BA-Chefin gegen Frühverrentung Ältere Arbeitnehmer länger beschäftigen?
Die Frühverrentung von Arbeitnehmern hält die Chefin der Bundesagentur für Arbeit, Nahles, für "kontraproduktiv". Entsprechende Unternehmensprogramme sieht sie in einem aktuellen Interview kritisch.
In vielen großen deutschen Unternehmen sind Programme üblich, mit denen ältere Arbeitnehmer teilweise oder ganz früher aus dem Berufsleben ausscheiden können, noch bevor die gesetzliche Regelaltersgrenze erreicht ist.

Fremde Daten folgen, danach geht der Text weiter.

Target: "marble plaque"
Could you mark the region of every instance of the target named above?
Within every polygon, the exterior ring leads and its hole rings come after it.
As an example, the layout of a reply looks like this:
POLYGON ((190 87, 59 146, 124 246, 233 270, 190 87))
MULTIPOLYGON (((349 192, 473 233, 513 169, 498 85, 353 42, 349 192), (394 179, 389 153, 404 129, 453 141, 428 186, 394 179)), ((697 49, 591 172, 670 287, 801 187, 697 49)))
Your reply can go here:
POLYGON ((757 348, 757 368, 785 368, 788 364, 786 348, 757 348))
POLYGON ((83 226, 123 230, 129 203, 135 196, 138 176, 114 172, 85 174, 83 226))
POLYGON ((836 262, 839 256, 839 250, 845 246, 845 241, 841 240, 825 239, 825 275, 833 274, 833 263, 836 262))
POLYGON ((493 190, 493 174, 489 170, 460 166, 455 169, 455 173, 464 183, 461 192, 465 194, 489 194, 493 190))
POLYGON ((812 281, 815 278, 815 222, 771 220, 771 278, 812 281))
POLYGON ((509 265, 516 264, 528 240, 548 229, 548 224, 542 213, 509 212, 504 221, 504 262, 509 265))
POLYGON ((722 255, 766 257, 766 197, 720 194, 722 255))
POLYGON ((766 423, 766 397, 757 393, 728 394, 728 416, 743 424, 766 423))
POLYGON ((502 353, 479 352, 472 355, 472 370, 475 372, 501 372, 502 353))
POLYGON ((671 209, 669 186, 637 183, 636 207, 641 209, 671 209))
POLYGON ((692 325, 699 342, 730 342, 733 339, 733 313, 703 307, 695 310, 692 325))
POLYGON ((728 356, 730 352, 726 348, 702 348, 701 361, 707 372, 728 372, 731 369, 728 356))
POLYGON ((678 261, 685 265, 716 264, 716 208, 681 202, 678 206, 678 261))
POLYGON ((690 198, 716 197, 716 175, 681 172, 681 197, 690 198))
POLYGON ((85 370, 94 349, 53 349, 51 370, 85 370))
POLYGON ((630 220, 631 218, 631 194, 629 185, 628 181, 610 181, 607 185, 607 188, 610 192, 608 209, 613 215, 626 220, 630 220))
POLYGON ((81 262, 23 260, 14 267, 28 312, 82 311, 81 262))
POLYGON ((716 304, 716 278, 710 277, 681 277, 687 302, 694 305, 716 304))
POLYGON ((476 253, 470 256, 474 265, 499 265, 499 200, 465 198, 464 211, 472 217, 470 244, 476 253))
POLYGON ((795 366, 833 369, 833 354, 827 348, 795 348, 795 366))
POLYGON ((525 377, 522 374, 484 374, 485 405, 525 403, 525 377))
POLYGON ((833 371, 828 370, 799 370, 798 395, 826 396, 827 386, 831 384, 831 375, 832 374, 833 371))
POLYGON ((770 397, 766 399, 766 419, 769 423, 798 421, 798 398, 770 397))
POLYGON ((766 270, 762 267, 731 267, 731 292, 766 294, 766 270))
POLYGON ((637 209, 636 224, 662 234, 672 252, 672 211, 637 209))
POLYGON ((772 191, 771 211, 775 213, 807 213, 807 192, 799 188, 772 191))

Aus Sicht der Chefin der Bundesagentur für Arbeit, Andrea Nahles, ist das ein falscher Weg.
"Es ist höchste Zeit, dass die Unternehmen, die so vorgehen, verstehen, dass die demografische Entwicklung auch sie betrifft", so Nahles gegenüber der "Rheinischen Post". Aus gesamtwirtschaftlicher Sicht seien Frühverrentungsprogramme "kontraproduktiv", so die BA-Chefin. Gerade die erfahrenen Fachkräfte würden so lange wie möglich im Arbeitsmarkt gebraucht.
Wieder mehr Programm zur Frühverrentung?
Durch die Corona-Krise scheine "die unselige Frühverrentungspraxis wieder zugenommen zu haben". Viele Altersteilzeit-Programme begännen bereits bei 60 Jahren oder sogar noch früher. Immerhin sei zwar die Beschäftigungsquote bei den 60-Jährigen Männern seit 2015 von 55 auf 63,5 Prozent gestiegen, und bei den 63-Jährigen habe sie sich von 25 auf 50 Prozent verdoppelt.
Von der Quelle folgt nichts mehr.